The Bank`s mission is being lost in the contradiction of its statements. Once the Central Bank own research consistently shows that the Maltese Lira rate of exchange at current levels is 10% over-valued in real terms over the level of 1995 I strongly argue that enhancing the country`s capacity to generate exports earnings need to be restored not only by containing wages and other costs to productivity gains levels, a process that even in the best of circumstances would take a long time to deliver, but also by removing the over-valuation in the Maltese Lira that the Central Bank unwittingly let to sneak in.` Yet the Central Bank disregards its guilt in bringing over this situation and would rather continue to preach the need of exchange peg stability at its uncompetitive level above all else.
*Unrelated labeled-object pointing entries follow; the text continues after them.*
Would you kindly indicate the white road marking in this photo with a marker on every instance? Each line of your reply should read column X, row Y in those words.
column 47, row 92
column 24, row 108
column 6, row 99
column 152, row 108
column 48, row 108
I am all for stability.` But stability at an uncompetitive level would lead to the stability of the cemetery. I stand for stability in consistent growth and in restoring and maintaining our international competitiveness. Keeping its high moral grounds by preaching from the mountain top and keeping itself detached from the sufferings of operators who are tasked to maintain and enhance the capacity for export earnings, will continue to render the Central Bank prematurely irrelevant, before it becomes inevitably irrelevant when eventually we join the Euro.

I have one offensive suspicion which I pray is not real. However, experience teaches me to be on the look-out for conflict of interest situations and to guard against even their theoretical risks. Could the inexplicable obstinacy of Central Bank senior executives even to engage in discussion on the correct level for the external value of the Maltese Lira, have anything to do with the fact that their personal financial interest is favoured by maintenance of the peg at its current overvalued level so that the burden is carried by those ground zero private sector operators who will have accept cut in their benefits to preserve the export earning capacity of the country. 

The Bank needs to re-discover its mission and to engage in wider discussion to ensure that the issue of the right level for stability of the exchange rate peg is not dominated by internal vested interest.